The arrival of WebGL is changing the game, opening up new, interactive web experiences and redefining the user journey.
A graphics game-changer
3D content in web browsers is not a new concept, in fact it’s been around for a few years but it either relied on Flash or a similar tool to achieve the effect.
From a user’s perspective, WebGL creates websites that contain rich interactive experiences, with hardware accelerated 3D now possible across multiple platforms. For developers, 3D effects can now be used to create stunning designs while also making key information stand out.
3D has come a long way in a short time
Up until 2011, the main tool for 3D in the browser was Flash - cue shudder. CSS3 was around, but it was still highly experimental and not fully adopted. Requiring no plugins to run, WebGL solved one of the biggest problems that came with rendering interactive 2D & 3D computer graphics.
Now it wasn’t without its problems, with early releases not being supported by many of the commonly used browsers. Luckily, that all changed when WebGL was released in the latest versions of Internet Explorer/Edge. With support across multiple browsers and devices, WebGL is bringing immersive experiences to users across the globe.
The tools for WebGL development are still developing but a number of libraries have been created. At the top of the list is the open-source Three.js - widely touted to become the JQuery of WebGL.
The options are endless
One of the biggest benefits to WebGL is the almost endless options it provides developers.
It can be applied to:
- Interactive Music Videos
- Mapping/GIS/Topographical Survey Software
- Data Visualization
- 3D Design Environments Space & Object Modeling, and more
So whether it’s a visual gimmick, something interactive for the visitor to play with or a functional tool (such as IKEA's web based kitchen designer or home builder Mcdonald Jones’s Virtual Tours) the power is in your hands!
McDonald Jones let’s you explore - and interact with - display homes from the comfort of your couch
Among the many people to embrace this new technology, Warner Bros. built their very own WebGL experience to promote their movie Gravity. Users could explore the space shuttle, Hubble telescope and the international space station all in an amazing 3D experience.
NASA even jumped on board when they developed an interactive web application called Experience Curiosity to celebrate the 3rd anniversary of the Curiosity rover landing on Mars. Users could operate the rover and even take control of its cameras and robotic arm.

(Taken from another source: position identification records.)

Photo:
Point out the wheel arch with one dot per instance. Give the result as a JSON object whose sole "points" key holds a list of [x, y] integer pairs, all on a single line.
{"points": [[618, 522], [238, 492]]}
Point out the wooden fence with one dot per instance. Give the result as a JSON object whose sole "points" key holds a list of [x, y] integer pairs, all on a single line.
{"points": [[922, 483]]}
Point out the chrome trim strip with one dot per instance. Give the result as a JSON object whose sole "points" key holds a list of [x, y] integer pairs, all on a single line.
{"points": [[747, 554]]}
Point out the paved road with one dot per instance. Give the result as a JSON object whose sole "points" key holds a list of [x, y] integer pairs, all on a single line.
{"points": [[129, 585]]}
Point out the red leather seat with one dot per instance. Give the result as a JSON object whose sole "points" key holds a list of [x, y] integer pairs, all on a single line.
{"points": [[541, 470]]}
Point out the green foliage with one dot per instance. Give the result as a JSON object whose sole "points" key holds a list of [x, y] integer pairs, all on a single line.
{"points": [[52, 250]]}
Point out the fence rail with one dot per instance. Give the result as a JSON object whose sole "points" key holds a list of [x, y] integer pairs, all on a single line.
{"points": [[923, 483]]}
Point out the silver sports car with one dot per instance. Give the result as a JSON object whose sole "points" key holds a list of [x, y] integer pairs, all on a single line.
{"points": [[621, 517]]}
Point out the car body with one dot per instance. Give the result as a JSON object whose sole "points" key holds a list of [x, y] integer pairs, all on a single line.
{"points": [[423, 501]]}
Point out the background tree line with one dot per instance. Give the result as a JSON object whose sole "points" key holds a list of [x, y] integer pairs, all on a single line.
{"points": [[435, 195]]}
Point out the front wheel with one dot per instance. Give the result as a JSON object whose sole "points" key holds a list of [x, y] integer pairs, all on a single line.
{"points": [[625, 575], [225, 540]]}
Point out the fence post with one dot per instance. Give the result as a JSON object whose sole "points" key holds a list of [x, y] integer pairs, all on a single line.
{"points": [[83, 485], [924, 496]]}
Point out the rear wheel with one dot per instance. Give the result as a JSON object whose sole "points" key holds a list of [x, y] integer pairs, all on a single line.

Experience Curiosity: taking a selfie. Image source
It’s these types of interactive experiences that are helping to build new audiences while reconnecting with those who have disengaged with traditional content.
Join the 3D revolution
With WebGL set to replace 'apps' on mobile and software on computers as the main source for 3D experiences, the future of the web looks to be firmly planted in the 3rd dimension.
Putting 3D to good use can make your website stand above the competition and bring attention to your marketing campaign. As the competition for client engagement increases on the web, adding an immersive and interactive experience to your site using WebGL is definitely something to think about.